1. From vibes to numbers

The junior level established the mindset: hold a probability, not a yes/no. The middle level adds the mechanics — specifically, the one tool every engineer should be able to run on a napkin: Bayes' theorem.

You need three ingredients to reason quantitatively about an uncertain claim:

Ingredient Question it answers Name
Prior Before any evidence, how likely is this? P(H)
Likelihood If it's true, how likely is this evidence? And if it's false? P(E\|H), P(E\|¬H)
Posterior After the evidence, how likely is it now? P(H\|E)

The arithmetic that connects them is Bayes' theorem.


2. Bayes' theorem, stated for engineers

The formula:

                P(E | H) · P(H)
P(H | E)  =  ─────────────────────────────────────
             P(E | H)·P(H)  +  P(E | ¬H)·P(¬H)

In plain words:

Posterior = (how well the hypothesis predicts the evidence) × (prior) ÷ (how likely the evidence was overall, true or not).

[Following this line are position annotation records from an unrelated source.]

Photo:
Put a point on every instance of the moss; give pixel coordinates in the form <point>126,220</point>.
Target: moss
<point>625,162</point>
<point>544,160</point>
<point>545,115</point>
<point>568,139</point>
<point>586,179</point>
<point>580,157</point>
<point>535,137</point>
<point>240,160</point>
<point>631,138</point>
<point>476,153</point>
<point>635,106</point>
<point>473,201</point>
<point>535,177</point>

The denominator is just "the total probability of seeing this evidence at all" — summed over the hypothesis being true and being false. It's what normalizes the result back into a real 0–1 probability.

You rarely need the formula in its raw form. The odds form is far easier to do in your head:

posterior odds  =  prior odds  ×  likelihood ratio

                              P(E | H)
where  likelihood ratio  =  ────────────
                              P(E | ¬H)

A likelihood ratio of 10 means "this evidence is 10× more likely when the hypothesis is true than when it's false" — multiply your odds by 10. A ratio of 1 means the evidence is useless. This odds form is the trick that makes Bayesian updating practical at a whiteboard.


3. The monitoring-alert worked example (do this one by hand)

This is the single most important calculation in this topic. A monitoring alert fires. What's the probability there's actually an incident?

Setup — numbers from your own observability data:

  • Base rate: In any given minute, the chance there's a real incident is small. Say 0.1% (P(incident) = 0.001). Incidents are rare; that's the point of running a healthy service.
  • Detection (true positive rate / recall): When there is a real incident, the alert fires 99% of the time. P(alert | incident) = 0.99.
  • False positive rate: When there is no incident, the alert still fires 5% of the time (noisy threshold, deploy blips, GC pauses). P(alert | no incident) = 0.05.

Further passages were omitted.